The Importance of Volunteers in Ski Racing

The Importance of Volunteers in Ski Racing

Photo Caption Roger Witney

Ben Steiner (Contributor)

From the Lake Louise World Cup to the Nancy Greene Ski League, ski racing in Canada would simply not be possible if not for the hard work and dedication of volunteers. Whether it’s course work, administrative tasks or fundraising, every role plays a critical part in a successful ski racing season. 

People volunteer for a whole host of reasons.  Kayla Benbow, a former racer and ski coach has volunteered and benefited from volunteers throughout her time in ski racing. “I volunteer to give back, my parents did it for me and my sisters and instilled that in me,” she said. Family tradition is a big reason for many to volunteer, but there’s a lot more to it. There are many who put in the time just to be closer to the sport or to show their passion for skiing. 

The commitment of volunteers is not only crucial on race days, but to the development of athletes across Canada. No matter how much money is donated or how many sponsors are brought in, nothing can replace the value that a person can give to an athlete. Whether it’s safety on the course or timing of a race; every role is irreplaceable when it comes to developing top athletes and putting on a successful race day. 
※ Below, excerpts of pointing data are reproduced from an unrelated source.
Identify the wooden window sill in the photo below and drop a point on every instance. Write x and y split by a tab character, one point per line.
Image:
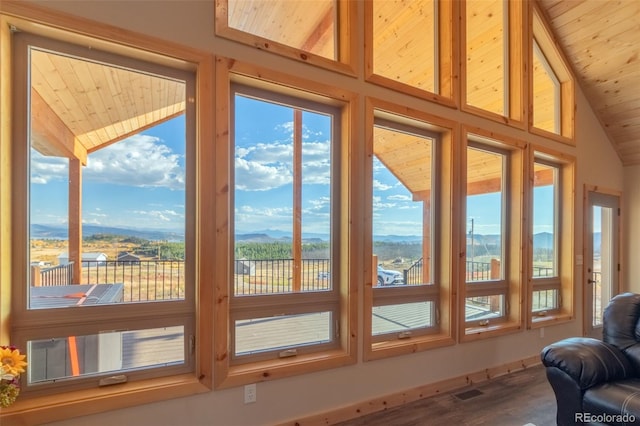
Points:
43	409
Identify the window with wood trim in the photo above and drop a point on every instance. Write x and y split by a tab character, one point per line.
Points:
487	289
551	260
492	68
105	289
411	46
405	297
285	294
552	84
410	261
494	174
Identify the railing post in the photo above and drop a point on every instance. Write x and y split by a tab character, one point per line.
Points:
36	280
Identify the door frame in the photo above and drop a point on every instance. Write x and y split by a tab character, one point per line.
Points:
588	189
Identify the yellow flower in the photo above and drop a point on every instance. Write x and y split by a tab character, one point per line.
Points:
11	361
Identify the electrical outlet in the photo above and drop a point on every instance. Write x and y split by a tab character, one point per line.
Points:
250	393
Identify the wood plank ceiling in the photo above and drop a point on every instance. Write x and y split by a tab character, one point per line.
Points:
79	106
600	38
602	41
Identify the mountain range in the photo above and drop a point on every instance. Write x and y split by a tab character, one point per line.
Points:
542	239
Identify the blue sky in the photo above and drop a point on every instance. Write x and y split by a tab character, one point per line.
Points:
135	183
139	182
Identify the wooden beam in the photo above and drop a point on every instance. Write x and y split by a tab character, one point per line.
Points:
75	219
297	200
325	24
50	136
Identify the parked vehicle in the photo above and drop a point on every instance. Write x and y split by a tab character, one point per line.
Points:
389	277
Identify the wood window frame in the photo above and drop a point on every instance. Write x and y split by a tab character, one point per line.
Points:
376	108
45	23
515	206
447	28
514	63
541	34
565	281
346	44
227	374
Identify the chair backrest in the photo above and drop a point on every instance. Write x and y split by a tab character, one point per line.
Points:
621	321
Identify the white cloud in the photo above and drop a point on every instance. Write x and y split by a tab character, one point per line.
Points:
379	186
159	215
140	160
266	166
399	197
287	129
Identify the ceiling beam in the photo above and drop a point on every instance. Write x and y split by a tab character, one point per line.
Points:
49	135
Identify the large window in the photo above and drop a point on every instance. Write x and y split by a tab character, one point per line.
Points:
551	267
104	157
486	237
403	197
409	264
286	305
493	234
284	295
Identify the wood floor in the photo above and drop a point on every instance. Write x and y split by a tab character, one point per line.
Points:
517	399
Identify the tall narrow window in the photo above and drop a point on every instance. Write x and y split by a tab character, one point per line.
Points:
546	93
405	297
545	262
285	300
486	289
106	156
552	84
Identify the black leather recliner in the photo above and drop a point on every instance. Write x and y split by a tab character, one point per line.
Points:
598	381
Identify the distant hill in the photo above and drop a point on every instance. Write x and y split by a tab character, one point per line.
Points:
59	232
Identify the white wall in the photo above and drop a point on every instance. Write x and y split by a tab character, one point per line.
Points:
192	23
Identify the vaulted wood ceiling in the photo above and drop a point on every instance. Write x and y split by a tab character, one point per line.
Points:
602	41
600	38
79	106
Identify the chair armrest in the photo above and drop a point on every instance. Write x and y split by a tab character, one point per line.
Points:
588	361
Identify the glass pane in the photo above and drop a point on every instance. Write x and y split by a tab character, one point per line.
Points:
282	198
484	307
402	317
308	25
485	236
402	195
603	263
545	232
405	34
282	332
108	352
544	300
546	94
107	183
485	55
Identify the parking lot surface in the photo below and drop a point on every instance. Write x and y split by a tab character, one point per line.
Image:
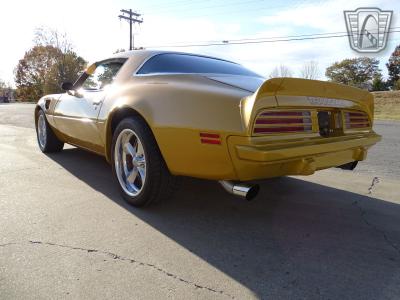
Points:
66	233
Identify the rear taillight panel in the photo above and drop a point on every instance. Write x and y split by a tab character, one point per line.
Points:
279	121
356	120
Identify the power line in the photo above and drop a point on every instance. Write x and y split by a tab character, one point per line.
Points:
132	17
264	40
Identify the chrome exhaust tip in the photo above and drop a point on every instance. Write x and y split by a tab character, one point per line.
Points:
249	192
349	166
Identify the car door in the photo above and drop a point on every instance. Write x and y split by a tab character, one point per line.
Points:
76	112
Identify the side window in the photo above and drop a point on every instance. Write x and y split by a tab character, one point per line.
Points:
102	76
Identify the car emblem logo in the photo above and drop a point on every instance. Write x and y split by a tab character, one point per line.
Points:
368	28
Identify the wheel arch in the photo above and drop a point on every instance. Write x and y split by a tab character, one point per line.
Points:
113	120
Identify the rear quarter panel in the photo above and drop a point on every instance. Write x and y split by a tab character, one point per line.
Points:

As much as the volunteers help the athletes, often times it is a rewarding experience for them as well. At the Vancouver 2010 Olympics, Benbow was part of the famous group of volunteers known as the “Weasel Workers” who kept the Olympic and Paralympic alpine courses in tip-top shape. “I love the camaraderie of the volunteer community. Being part of a small group like the “Weasel Workers” really felt like family” said the Whistler native. This is a feeling that happens not only at the top level but at every level. 

Alain Doutre runs the race crew volunteers at Alpine Ski Club at Blue Mountain in Ontario. “We get most of our volunteers from non-parents,” he said, “There is a lot they can get out of it for themselves from volunteering, so it gives them the initiative.”   

What are some of these benefits? Much like the “Weasel Workers,” Doutre spoke about how the community surrounding ski race volunteering is unlike anything else. 

Although the community aspect is a major one, there is also another tantalizing piece available for Alpine Club volunteers. Many receive a discounted pass, something that for many families is the reason they are able to put their kids on the snow, whether in a racing capacity or not. The pass is not included with every club, but with many, it serves as an attractive element for potential volunteers. 

Whether it be the camaraderie as Benbow highlights, the benefits which Doutre spoke of or simply giving back to the skiing community, volunteering in any capacity at any level of ski racing is a valuable contribution to the athletes and coaches who strive for the top levels of their sport. Maybe it’s on the slopes watching best racers in the world whizz by or making sure 10-year-olds have all the right registration papers, every role plays a part in the exhilarating sport which is ski racing.